NREL a renvoyé le matériau d’électrode optimisé au partenaire de fabrication de BatMan, Clarios, où les experts ont assemblé des batteries de 27 Ah commercialement pertinentes pour une évaluation plus approfondie. Une inspection précoce à l’aide de l’imagerie acoustique EchoStat de Liminal Insights indique que les électrodes ablationnées au laser mouillent plus rapidement et plus uniformément que les cellules de base. Des diagnostics non destructifs supplémentaires valideront les améliorations de performances attendues et garantiront la sécurité et la qualité des batteries avant que cette technologie n’entre sur le marché.

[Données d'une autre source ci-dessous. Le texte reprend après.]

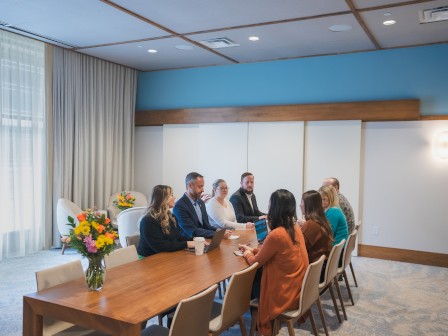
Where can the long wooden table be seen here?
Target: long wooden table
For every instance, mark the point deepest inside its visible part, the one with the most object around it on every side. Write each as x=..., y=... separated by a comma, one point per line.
x=134, y=292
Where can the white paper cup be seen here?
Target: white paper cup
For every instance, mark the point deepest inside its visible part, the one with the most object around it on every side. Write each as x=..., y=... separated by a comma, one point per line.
x=199, y=244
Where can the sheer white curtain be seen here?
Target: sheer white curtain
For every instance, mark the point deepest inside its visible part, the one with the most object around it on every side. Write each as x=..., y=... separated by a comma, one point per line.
x=93, y=129
x=22, y=145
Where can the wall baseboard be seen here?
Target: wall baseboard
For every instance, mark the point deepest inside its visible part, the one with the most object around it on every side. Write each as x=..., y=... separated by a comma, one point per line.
x=411, y=256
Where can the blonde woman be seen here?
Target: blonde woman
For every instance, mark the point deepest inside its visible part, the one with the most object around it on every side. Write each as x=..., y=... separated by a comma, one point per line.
x=330, y=203
x=220, y=211
x=158, y=228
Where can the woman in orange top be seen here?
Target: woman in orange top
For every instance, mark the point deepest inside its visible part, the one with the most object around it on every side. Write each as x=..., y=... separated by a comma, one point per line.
x=285, y=260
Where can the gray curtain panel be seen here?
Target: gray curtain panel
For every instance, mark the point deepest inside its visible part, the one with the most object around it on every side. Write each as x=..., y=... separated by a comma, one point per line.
x=93, y=129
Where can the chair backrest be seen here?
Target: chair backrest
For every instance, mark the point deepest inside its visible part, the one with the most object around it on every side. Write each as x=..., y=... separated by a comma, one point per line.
x=65, y=208
x=237, y=299
x=331, y=269
x=310, y=286
x=59, y=274
x=192, y=315
x=128, y=221
x=349, y=247
x=121, y=256
x=133, y=240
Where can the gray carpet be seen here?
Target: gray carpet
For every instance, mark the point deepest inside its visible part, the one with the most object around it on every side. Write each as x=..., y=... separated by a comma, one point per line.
x=392, y=299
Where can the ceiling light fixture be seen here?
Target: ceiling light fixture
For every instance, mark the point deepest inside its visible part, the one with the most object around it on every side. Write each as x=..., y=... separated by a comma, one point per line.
x=339, y=28
x=389, y=22
x=184, y=47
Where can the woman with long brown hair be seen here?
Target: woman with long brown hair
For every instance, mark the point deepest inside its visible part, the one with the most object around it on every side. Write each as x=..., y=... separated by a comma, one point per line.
x=158, y=228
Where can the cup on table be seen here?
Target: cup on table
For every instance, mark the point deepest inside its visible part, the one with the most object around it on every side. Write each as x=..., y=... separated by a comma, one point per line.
x=199, y=245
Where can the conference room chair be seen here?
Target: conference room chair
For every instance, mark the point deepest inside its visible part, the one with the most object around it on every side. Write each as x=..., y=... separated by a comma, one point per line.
x=192, y=317
x=140, y=201
x=347, y=259
x=65, y=208
x=128, y=223
x=55, y=276
x=235, y=303
x=133, y=240
x=309, y=295
x=121, y=256
x=331, y=277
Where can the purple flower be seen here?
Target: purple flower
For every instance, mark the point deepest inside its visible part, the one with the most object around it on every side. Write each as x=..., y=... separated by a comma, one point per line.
x=90, y=244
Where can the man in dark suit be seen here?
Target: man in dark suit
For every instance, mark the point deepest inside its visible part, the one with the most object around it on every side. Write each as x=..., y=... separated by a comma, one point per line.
x=190, y=211
x=244, y=201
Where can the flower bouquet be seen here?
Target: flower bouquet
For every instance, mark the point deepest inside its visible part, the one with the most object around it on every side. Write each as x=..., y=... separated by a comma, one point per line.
x=124, y=200
x=93, y=237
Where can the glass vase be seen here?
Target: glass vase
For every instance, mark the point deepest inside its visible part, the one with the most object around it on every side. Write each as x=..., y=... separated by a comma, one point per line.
x=95, y=273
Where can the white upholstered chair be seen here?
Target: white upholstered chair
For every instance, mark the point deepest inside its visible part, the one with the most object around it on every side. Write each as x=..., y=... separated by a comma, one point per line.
x=192, y=317
x=65, y=208
x=140, y=201
x=128, y=223
x=54, y=276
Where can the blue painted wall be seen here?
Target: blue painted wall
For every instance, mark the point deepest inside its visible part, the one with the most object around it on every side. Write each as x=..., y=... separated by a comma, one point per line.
x=420, y=72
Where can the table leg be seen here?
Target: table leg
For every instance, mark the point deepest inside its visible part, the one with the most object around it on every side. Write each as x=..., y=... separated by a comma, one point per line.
x=32, y=322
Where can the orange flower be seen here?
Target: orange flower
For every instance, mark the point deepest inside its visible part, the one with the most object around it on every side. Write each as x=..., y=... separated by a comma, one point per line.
x=81, y=217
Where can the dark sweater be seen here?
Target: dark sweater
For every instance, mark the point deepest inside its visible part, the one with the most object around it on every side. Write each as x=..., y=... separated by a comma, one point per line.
x=153, y=240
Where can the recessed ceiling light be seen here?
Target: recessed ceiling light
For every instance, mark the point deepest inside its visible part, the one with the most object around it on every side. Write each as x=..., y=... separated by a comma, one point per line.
x=389, y=22
x=339, y=28
x=184, y=47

Le temps nous dira combien de temps il faudra avant que les cellules par ablation laser soient intégrées aux véhicules électriques, mais l’équipe du NREL est optimiste. L’analyse technico-économique du processus de structuration laser estime un coût supplémentaire minime pour la fabrication des batteries, inférieur à 1,50 $/kWh, soit moins de 2 %, et les avantages en termes de performances sont indéniables. Les chercheurs du NREL ont également découvert que les débris de graphite collectés au cours du processus d’ablation laser peuvent être directement réutilisés pour fabriquer de nouvelles cellules de batterie sans aucun impact significatif sur les performances des cellules, ce qui présente l’opportunité de réduire davantage le coût des électrodes d’ablation laser.

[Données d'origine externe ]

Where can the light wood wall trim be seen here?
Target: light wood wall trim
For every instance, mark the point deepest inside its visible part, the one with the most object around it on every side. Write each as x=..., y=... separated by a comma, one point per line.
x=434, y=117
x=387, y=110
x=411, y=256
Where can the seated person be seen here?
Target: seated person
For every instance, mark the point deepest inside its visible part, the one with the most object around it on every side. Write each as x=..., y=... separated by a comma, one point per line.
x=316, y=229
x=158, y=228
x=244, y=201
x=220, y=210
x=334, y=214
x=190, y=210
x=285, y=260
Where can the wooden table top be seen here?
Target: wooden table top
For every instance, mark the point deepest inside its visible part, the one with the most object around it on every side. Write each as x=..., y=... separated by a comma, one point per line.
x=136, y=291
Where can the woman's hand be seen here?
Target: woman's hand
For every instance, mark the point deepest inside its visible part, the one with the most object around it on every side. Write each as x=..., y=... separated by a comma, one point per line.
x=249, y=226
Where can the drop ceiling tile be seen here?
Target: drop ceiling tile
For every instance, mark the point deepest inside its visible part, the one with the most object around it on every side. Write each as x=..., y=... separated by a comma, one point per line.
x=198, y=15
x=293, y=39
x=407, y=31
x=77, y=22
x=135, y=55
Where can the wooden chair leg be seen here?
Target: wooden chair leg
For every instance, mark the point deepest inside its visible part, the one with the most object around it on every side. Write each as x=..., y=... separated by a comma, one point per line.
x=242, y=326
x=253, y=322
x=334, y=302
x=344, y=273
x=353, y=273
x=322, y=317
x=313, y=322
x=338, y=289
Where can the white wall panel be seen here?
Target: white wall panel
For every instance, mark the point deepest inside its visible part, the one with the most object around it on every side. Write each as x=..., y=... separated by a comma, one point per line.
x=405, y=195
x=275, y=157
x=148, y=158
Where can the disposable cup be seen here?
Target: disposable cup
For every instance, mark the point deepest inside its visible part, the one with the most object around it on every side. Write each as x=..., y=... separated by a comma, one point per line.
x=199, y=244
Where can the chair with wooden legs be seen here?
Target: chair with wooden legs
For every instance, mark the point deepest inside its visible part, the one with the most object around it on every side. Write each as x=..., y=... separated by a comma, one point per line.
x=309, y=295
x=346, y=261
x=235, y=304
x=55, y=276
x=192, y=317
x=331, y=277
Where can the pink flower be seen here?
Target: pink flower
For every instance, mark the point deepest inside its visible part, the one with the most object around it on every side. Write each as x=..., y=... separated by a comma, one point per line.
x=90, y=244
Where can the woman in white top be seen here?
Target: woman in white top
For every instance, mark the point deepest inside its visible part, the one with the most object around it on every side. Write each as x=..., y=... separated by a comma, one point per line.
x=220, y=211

“Notre expérimentation à l’échelle du laboratoire montre que les électrodes ablationnées au laser pourraient doubler le taux de charge des véhicules électriques “, a déclaré Finegan. “Il s’agit d’une évolution technologique qui pourrait modifier la fabrication conventionnelle, non seulement pour les batteries lithium-ion, mais également pour la chimie des batteries de nouvelle génération.”